Registrations Open for Mental Health Conference

Suicide remains one of the leading causes of death for Australians and bullying in schools, online and on university campuses are putting incredible pressure on children, youth and adolescents.

The reasons can be many – from depression to bullying, from home instability to perceived appearance issues. How do you assess? What are the indicators for intervention? 

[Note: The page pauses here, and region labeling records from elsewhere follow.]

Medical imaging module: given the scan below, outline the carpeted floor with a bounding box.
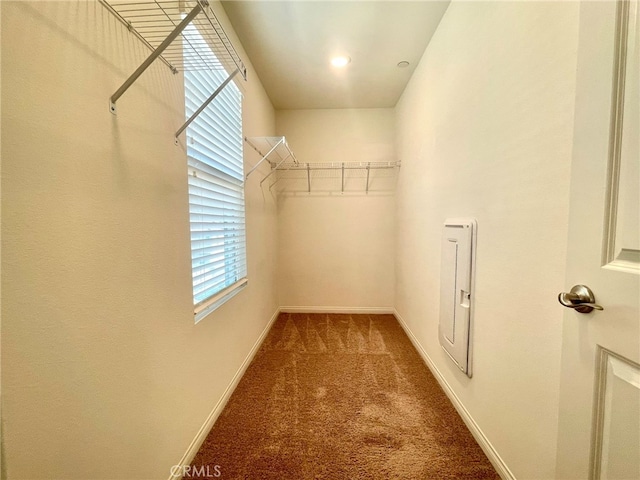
[185,313,499,480]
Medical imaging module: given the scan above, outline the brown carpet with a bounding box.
[185,313,500,480]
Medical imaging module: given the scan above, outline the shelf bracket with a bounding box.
[260,155,291,186]
[244,137,284,178]
[365,162,371,195]
[176,68,240,141]
[109,0,202,115]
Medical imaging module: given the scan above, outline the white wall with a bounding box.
[1,1,277,479]
[396,1,579,479]
[276,109,395,309]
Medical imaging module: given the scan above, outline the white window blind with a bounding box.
[184,29,247,320]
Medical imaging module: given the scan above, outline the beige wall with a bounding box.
[1,1,277,479]
[396,2,579,479]
[276,108,395,309]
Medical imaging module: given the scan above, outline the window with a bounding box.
[184,26,247,321]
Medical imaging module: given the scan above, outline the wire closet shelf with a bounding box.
[100,0,247,113]
[269,161,400,194]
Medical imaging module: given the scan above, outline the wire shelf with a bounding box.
[101,0,247,80]
[269,162,400,194]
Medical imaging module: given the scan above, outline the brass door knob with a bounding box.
[558,285,604,313]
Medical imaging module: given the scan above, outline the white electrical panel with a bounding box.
[438,218,477,377]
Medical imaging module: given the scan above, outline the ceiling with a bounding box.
[222,0,449,109]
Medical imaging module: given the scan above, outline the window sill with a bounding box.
[194,277,249,323]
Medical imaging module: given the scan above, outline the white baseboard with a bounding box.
[393,309,516,480]
[280,306,394,314]
[169,308,280,480]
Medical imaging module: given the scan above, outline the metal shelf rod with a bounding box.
[176,68,240,140]
[245,137,284,180]
[109,0,202,114]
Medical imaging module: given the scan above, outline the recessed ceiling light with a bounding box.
[331,55,351,68]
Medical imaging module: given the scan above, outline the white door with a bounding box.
[557,0,640,479]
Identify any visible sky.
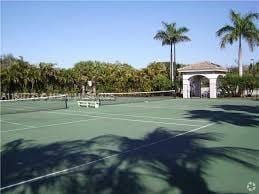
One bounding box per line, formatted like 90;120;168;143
1;1;259;68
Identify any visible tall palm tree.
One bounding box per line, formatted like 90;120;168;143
154;22;191;82
216;10;259;76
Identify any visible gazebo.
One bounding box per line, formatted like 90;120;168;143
178;61;227;98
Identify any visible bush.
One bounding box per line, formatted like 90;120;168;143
219;73;259;97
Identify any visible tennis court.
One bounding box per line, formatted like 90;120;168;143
1;99;259;194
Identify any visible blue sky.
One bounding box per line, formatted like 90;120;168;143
1;1;259;68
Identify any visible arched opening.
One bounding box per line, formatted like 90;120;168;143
189;75;210;98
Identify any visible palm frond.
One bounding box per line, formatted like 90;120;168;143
216;25;235;36
220;34;235;48
244;12;259;21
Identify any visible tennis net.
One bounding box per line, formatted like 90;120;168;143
97;90;175;105
0;95;67;115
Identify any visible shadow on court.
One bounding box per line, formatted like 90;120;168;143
186;109;259;127
1;128;259;194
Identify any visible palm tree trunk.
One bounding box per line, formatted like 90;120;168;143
238;36;243;77
173;43;176;80
170;43;174;85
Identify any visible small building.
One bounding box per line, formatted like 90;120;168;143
178;61;227;98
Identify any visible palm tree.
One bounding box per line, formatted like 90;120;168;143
154;22;191;82
216;10;259;76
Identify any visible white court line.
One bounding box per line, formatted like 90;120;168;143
1;118;100;133
49;112;201;127
0;120;35;127
69;110;208;123
112;104;189;110
0;123;214;191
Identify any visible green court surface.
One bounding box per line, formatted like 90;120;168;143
1;99;259;194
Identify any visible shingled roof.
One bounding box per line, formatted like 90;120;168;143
178;61;227;72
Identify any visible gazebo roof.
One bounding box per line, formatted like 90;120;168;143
178;61;227;73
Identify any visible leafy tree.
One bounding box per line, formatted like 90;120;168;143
216;10;259;76
154;22;191;82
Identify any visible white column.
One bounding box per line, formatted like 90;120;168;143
210;78;217;98
183;79;190;98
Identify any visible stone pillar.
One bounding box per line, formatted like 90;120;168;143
210;78;217;98
183;79;190;98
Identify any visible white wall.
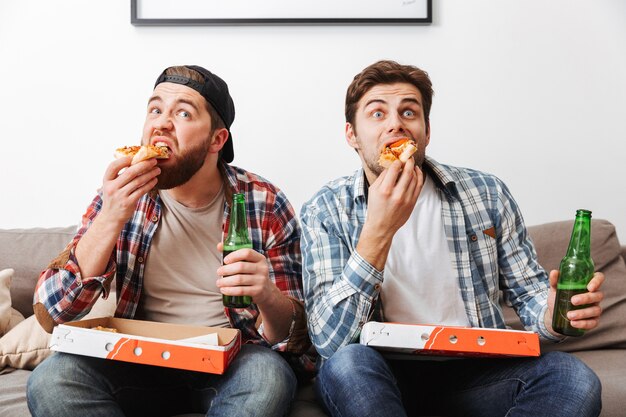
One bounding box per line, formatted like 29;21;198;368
0;0;626;242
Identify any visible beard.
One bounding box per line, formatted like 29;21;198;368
155;138;210;190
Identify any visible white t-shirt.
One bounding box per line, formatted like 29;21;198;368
135;190;229;327
381;177;469;326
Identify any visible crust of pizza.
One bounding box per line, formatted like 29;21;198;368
378;138;417;168
114;145;169;165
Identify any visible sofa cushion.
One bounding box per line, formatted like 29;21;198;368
0;226;76;317
0;268;24;336
505;219;626;352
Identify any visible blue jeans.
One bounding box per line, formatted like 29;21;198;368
315;344;602;417
27;345;296;417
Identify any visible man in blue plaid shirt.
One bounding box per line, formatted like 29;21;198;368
301;61;604;417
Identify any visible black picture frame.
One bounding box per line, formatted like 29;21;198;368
130;0;432;26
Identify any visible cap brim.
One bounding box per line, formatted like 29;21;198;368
222;130;235;163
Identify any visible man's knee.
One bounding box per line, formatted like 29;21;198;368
232;345;297;400
320;343;387;379
542;352;602;415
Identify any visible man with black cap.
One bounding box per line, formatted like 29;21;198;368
28;66;308;417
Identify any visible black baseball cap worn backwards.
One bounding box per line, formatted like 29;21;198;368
154;65;235;162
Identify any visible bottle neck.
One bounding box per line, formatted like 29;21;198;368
225;194;250;245
566;213;591;257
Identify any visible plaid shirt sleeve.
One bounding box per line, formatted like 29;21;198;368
33;196;115;323
224;167;306;352
497;181;562;341
301;185;383;359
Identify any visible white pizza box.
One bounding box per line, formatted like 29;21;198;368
360;321;540;357
50;317;241;374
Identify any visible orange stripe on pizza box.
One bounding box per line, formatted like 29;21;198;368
424;326;540;356
53;317;241;374
360;321;540;356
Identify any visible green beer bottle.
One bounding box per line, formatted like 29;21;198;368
222;194;252;308
552;210;594;336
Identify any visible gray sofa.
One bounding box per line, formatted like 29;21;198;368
0;220;626;417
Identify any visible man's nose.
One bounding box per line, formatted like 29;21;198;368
387;113;404;132
153;113;173;130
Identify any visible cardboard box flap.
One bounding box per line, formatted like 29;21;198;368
64;317;239;346
50;317;241;374
360;322;540;356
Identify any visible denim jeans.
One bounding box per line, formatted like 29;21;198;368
27;345;296;417
315;344;602;417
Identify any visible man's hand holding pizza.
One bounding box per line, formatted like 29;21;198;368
356;141;424;271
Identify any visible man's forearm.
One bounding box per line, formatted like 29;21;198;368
356;225;393;271
75;216;121;277
258;287;294;345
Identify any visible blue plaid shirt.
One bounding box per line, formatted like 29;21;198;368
300;158;559;358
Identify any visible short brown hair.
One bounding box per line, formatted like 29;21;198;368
345;61;434;131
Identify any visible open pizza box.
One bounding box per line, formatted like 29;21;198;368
50;317;241;374
360;321;540;357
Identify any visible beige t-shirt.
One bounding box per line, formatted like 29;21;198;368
135;189;229;327
381;177;469;326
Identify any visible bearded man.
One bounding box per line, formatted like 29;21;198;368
28;66;307;417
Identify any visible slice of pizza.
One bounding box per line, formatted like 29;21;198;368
114;142;170;165
378;138;417;168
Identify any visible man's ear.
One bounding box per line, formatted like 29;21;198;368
209;128;228;153
346;122;360;149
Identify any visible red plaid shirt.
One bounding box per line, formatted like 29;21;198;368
34;164;302;351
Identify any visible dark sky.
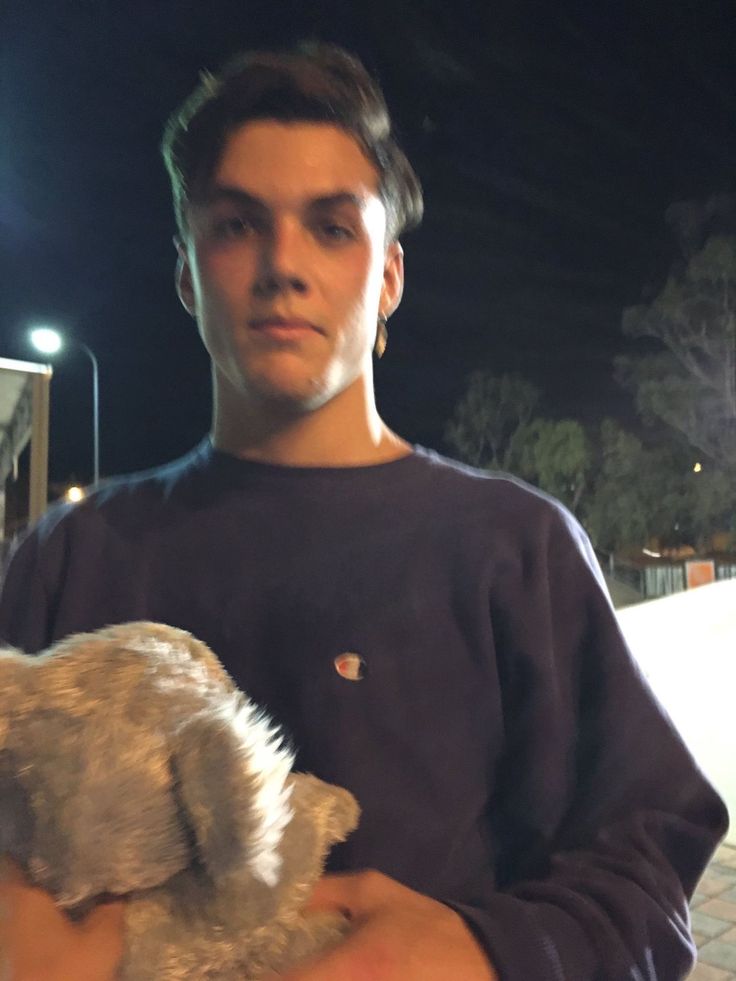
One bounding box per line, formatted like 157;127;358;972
0;0;736;480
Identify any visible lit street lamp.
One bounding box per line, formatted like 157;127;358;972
30;327;100;484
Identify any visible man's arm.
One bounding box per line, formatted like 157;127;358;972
278;510;727;981
456;513;728;981
274;871;498;981
0;860;124;981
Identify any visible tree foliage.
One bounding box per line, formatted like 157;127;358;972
509;418;592;513
617;235;736;469
445;371;592;511
445;370;539;470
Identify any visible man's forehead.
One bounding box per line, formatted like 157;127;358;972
210;120;379;204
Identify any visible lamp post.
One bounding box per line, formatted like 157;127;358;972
30;327;100;484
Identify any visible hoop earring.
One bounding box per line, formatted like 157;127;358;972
373;313;388;358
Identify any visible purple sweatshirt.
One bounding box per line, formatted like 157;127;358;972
0;440;727;981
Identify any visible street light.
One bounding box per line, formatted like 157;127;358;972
30;327;100;484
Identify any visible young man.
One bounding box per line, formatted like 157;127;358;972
0;42;726;981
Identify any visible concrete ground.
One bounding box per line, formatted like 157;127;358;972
618;579;736;981
618;579;736;847
688;845;736;981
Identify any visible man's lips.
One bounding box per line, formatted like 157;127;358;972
248;316;324;337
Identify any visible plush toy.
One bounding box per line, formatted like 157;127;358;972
0;623;358;981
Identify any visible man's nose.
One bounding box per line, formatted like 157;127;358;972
253;222;307;297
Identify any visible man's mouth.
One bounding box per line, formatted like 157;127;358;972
248;314;324;337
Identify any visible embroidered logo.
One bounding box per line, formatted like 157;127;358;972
334;651;365;681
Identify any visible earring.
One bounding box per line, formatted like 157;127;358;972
373;313;388;358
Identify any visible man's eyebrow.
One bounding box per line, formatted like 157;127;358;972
201;184;366;212
308;191;366;211
200;184;269;211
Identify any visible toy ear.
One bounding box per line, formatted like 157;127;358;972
173;692;293;886
272;773;360;906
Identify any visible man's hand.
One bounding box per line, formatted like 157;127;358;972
0;860;124;981
274;872;498;981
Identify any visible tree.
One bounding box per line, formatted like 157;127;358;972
584;419;683;552
509;419;592;513
445;371;591;511
445;370;539;470
617;235;736;470
583;419;735;551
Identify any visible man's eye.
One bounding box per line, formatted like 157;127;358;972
317;221;355;242
212;215;255;239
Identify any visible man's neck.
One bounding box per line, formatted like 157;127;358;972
212;376;411;467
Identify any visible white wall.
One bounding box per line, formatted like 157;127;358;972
618;579;736;845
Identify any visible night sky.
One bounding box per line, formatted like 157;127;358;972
0;0;736;481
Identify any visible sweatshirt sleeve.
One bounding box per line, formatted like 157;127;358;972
455;513;728;981
0;507;71;654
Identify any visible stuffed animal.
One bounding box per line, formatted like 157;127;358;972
0;623;358;981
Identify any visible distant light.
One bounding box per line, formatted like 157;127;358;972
31;327;62;354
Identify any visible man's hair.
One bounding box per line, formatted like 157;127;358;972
161;44;423;241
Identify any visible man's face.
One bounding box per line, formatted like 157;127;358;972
178;120;403;410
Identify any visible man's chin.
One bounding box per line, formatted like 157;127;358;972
248;379;330;416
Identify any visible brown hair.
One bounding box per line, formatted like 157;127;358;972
161;44;423;241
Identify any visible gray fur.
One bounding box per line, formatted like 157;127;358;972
0;623;358;981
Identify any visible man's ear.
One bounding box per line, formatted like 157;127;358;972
379;241;404;318
174;235;196;317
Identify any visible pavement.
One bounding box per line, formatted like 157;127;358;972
688;845;736;981
617;579;736;844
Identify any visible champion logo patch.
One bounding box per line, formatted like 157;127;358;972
334;651;365;681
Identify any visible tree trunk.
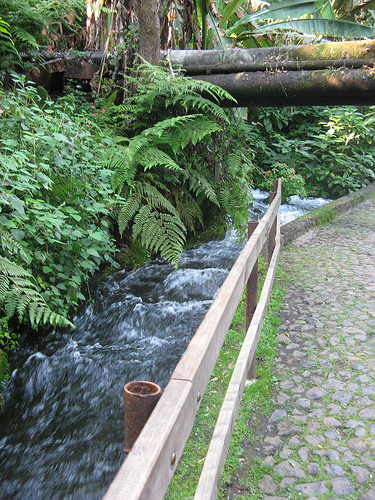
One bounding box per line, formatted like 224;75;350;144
194;68;375;107
161;40;375;76
85;0;160;65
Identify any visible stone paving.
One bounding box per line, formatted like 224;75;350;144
241;198;375;500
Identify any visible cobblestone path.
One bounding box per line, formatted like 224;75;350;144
244;198;375;500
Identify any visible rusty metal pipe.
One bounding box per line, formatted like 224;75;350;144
124;380;161;454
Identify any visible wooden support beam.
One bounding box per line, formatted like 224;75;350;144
161;40;375;76
194;68;375;107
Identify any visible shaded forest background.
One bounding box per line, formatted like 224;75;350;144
0;0;375;396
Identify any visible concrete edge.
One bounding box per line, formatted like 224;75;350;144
280;182;375;247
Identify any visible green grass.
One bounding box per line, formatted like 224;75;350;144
165;258;284;500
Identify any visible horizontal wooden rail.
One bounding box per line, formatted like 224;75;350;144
104;181;281;500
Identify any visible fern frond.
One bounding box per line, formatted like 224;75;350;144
117;191;142;236
171;115;222;153
12;27;40;50
139;147;183;173
0;256;74;328
174;193;204;233
189;169;220;207
109;150;137;191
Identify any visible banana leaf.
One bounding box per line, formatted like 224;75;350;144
252;19;374;39
227;0;332;36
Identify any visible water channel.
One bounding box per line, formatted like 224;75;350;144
0;191;325;500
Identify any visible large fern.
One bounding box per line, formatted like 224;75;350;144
118;182;186;266
0;256;74;328
111;64;250;264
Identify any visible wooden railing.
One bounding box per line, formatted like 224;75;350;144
104;180;281;500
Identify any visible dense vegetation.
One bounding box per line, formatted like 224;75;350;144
0;0;375;398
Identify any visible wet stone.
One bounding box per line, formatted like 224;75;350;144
258;474;279;495
355;375;372;384
354;427;366;437
307;422;320;433
331;391;353;405
362;386;375;396
269;410;287;423
326;464;345;476
279;446;294;458
277;420;302;436
320;359;332;368
305;434;325;446
314;449;340;460
350;465;370;484
331;477;355;496
323;417;342;427
298;446;309;462
358;408;375;420
294;481;329;495
306;387;327;399
359;486;375;500
306;462;320;476
347;438;366;453
280;477;296;488
324;429;339;440
324;378;345;391
327;403;342;415
274;459;306;479
345;419;365;429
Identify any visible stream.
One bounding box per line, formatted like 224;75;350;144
0;191;327;500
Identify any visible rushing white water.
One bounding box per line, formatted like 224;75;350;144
0;192;330;500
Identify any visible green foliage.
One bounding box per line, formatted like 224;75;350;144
0;17;21;70
227;0;373;44
0;77;116;340
249;106;375;198
109;64;254;265
257;162;307;202
0;0;86;51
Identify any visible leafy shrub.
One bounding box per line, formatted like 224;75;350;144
110;64;256;265
0;81;115;336
250;106;375;198
258;162;307;202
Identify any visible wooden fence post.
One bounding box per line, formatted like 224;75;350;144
246;221;259;380
268;179;277;265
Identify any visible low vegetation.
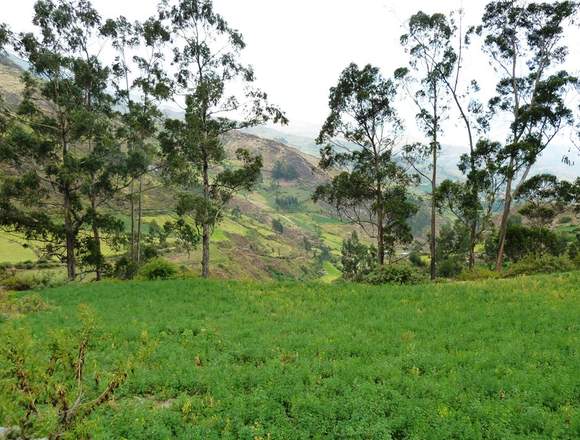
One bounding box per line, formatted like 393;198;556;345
0;272;580;439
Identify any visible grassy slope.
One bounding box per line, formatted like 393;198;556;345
0;272;580;439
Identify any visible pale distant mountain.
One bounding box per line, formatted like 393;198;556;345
244;123;580;180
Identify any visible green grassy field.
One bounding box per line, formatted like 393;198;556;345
0;272;580;439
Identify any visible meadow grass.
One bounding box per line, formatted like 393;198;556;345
0;272;580;439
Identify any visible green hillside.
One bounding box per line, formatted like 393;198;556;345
0;272;580;439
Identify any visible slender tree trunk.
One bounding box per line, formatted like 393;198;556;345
429;90;439;280
201;160;210;278
468;225;477;270
495;164;513;272
63;190;77;281
429;151;437;280
377;192;385;266
129;181;137;263
91;196;103;281
61;122;77;281
136;177;143;264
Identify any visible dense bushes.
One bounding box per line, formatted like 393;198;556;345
1;271;65;291
505;254;580;277
272;160;298;180
139;258;178;280
485;225;567;262
275;196;300;212
340;231;376;281
361;263;425;285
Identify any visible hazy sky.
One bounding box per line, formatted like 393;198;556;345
0;0;580;156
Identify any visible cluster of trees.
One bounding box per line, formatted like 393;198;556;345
0;0;580;280
314;0;580;279
0;0;286;280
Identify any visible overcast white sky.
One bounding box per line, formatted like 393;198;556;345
0;0;580;166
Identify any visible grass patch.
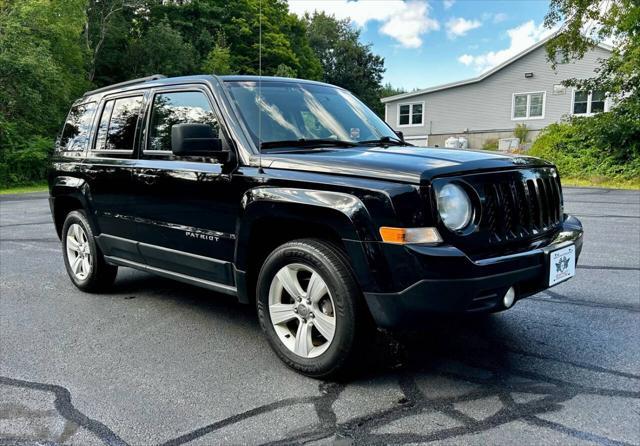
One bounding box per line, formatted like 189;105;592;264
0;182;48;195
561;177;640;190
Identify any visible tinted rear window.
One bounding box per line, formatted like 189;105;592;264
96;96;142;151
58;102;96;151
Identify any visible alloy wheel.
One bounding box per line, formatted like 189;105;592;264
269;263;336;358
67;223;93;280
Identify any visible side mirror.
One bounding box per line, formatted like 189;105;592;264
171;123;225;156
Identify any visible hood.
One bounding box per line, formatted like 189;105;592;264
262;146;550;184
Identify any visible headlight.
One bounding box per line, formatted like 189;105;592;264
438;183;473;231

For patients at risk of suicide, GPs and other primary care providers play a vital role. They are often the first port of call for someone who is experiencing suicidal ideations. 

RACGP reports that people with mental illness are usually more prone to thoughts of self-harm. 

Lifeline reports that: 

  • The overall suicide rate in 2015 was 12.6 per 100,000 in Australia. This is the highest rate in 10-plus years
  • The most recent Australian data (ABS, Causes of Death, 2015) reports deaths due to suicide in 2015 at 3,027
  • This equates to more than eight deaths by suicide in Australia each day
  • Deaths by suicide in Australia occur among males at a rate three times greater than that for females. However, during the past decade, there has been an increase in suicide deaths by females
  • The suicide rate amongst Aboriginal and Torres Strait Islander peoples is more than double the national rate. In 2015, suicide accounted for 5.2% of all Indigenous deaths compared to 1.8% for non-Indigenous people.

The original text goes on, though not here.